The necklace sat just below her collarbone, catching the kitchen light like a wink. A thin gold chain. An oval pendant. A deep green stone in the center, framed by tiny engraved leaves so fine they looked like lace.
My breath stopped so hard it felt like choking.
My butt hit the edge of the counter behind me.
I knew that shade of green.
I knew the carvings.
I knew the ugly little hinge hidden along the left side of the pendant—the one that made it a locket. The one only a person holding it in their hands would ever notice. The hinge that sat flush unless you knew exactly where to run your fingernail.
The hinge my mother had shown me privately the summer I turned twelve.
“Maureen,” she’d said, lifting the pendant close to my face like she was sharing a secret. “It opens. See? But not everyone knows.”
She’d pressed her thumbnail into the left seam, and it had popped open like a tiny door.
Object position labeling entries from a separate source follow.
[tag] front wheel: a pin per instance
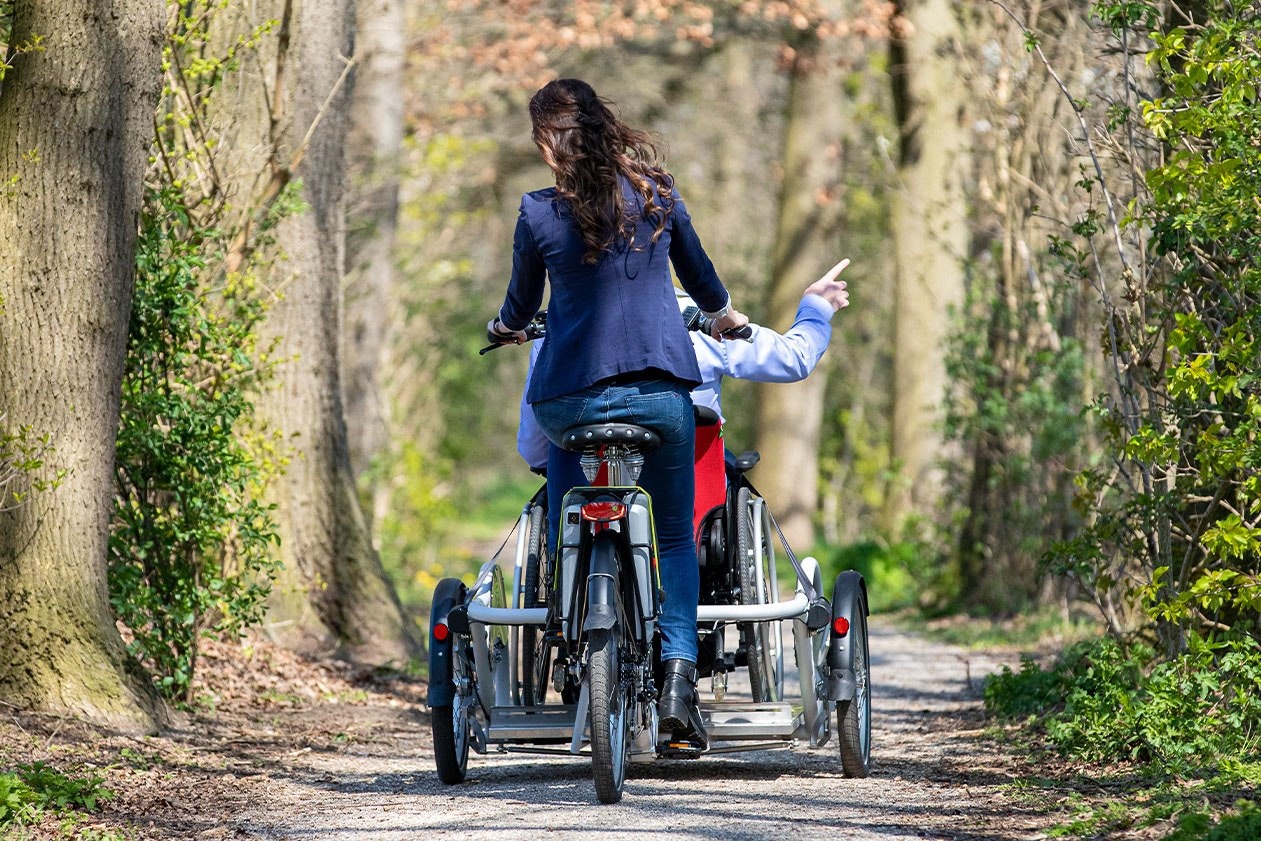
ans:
(452, 731)
(610, 716)
(854, 716)
(534, 646)
(754, 559)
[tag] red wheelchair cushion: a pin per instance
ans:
(710, 473)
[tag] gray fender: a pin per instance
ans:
(849, 595)
(602, 585)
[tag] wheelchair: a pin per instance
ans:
(502, 676)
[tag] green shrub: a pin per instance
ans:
(1198, 826)
(1193, 715)
(29, 791)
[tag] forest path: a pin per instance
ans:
(935, 776)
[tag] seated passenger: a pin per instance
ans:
(769, 357)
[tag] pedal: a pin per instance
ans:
(679, 750)
(718, 685)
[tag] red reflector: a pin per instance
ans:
(602, 512)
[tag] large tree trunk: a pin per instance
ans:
(929, 237)
(790, 416)
(76, 121)
(333, 593)
(372, 216)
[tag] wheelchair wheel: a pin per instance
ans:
(854, 716)
(534, 649)
(752, 568)
(610, 716)
(450, 719)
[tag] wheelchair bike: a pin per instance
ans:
(561, 660)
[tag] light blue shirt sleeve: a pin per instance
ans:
(531, 441)
(771, 357)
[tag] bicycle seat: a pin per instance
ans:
(579, 438)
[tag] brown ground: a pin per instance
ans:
(285, 748)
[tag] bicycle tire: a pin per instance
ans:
(610, 720)
(534, 649)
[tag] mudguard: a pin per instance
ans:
(849, 597)
(448, 595)
(602, 584)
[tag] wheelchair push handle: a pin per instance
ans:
(694, 319)
(537, 328)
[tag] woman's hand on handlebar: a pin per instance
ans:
(497, 333)
(729, 324)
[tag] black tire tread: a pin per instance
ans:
(849, 728)
(603, 690)
(452, 768)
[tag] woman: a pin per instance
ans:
(617, 349)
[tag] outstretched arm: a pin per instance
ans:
(792, 356)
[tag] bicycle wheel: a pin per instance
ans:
(854, 718)
(610, 716)
(755, 636)
(534, 649)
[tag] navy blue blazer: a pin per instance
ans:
(617, 317)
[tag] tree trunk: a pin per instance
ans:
(76, 121)
(333, 593)
(372, 214)
(790, 416)
(931, 238)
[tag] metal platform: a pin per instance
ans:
(724, 721)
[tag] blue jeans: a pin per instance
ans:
(666, 407)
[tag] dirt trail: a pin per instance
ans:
(298, 750)
(933, 777)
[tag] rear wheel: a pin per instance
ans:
(854, 716)
(759, 647)
(610, 716)
(534, 649)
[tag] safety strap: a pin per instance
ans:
(806, 584)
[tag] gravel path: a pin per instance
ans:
(933, 777)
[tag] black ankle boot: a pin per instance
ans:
(679, 707)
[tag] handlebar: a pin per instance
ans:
(537, 328)
(694, 319)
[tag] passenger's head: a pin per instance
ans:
(588, 148)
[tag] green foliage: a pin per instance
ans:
(1174, 516)
(902, 573)
(30, 791)
(191, 545)
(419, 523)
(1193, 715)
(1245, 825)
(23, 458)
(1014, 404)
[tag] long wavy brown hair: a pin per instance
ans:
(588, 148)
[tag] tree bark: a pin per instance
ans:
(372, 216)
(333, 593)
(931, 238)
(790, 416)
(76, 121)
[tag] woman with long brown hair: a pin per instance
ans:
(617, 349)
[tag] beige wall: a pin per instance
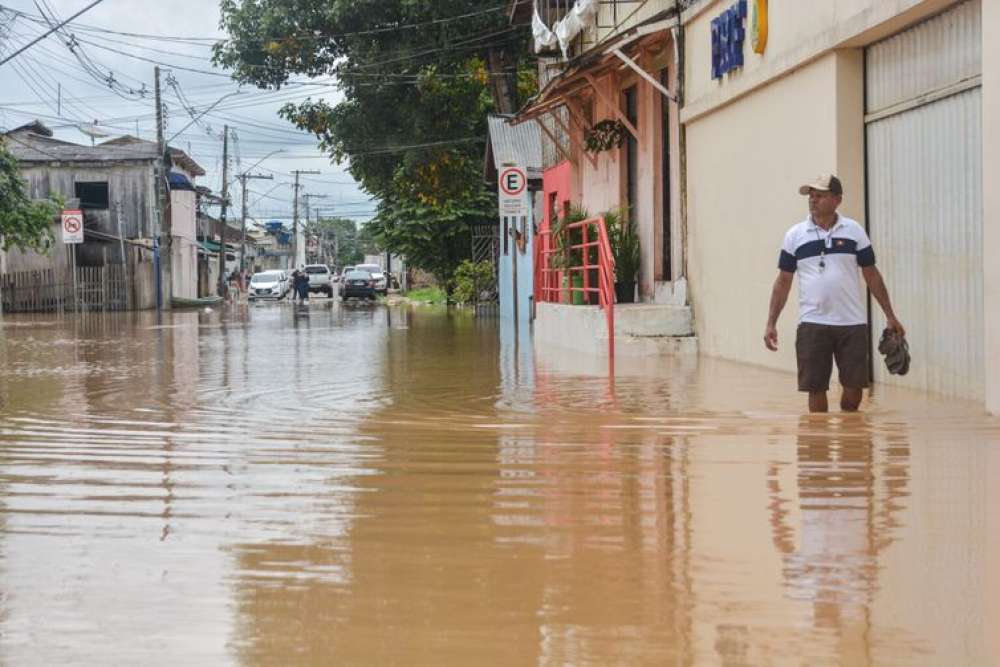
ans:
(787, 115)
(798, 32)
(745, 163)
(991, 201)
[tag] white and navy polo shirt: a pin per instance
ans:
(830, 289)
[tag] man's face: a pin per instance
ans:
(823, 202)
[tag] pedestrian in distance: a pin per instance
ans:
(830, 253)
(301, 284)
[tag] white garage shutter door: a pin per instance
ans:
(924, 162)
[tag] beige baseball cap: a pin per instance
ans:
(825, 183)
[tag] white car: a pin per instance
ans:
(381, 280)
(268, 285)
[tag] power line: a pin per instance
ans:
(32, 43)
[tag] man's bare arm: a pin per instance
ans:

Inside had been a floral engraving, delicate and strange, like something alive.
“This has been in our family for three generations,” she’d told me. “You keep it safe. You hear me?”
I had heard her.
And twenty-five years ago, I had placed that necklace inside her coffin myself.
I saw it now against Claire’s skin, warm and real, as if the ground had never swallowed it.
Claire caught me staring. Her fingers lifted to touch the pendant—light, absent, affectionate, like it was part of her.
“It’s vintage,” she said. “Do you like it?”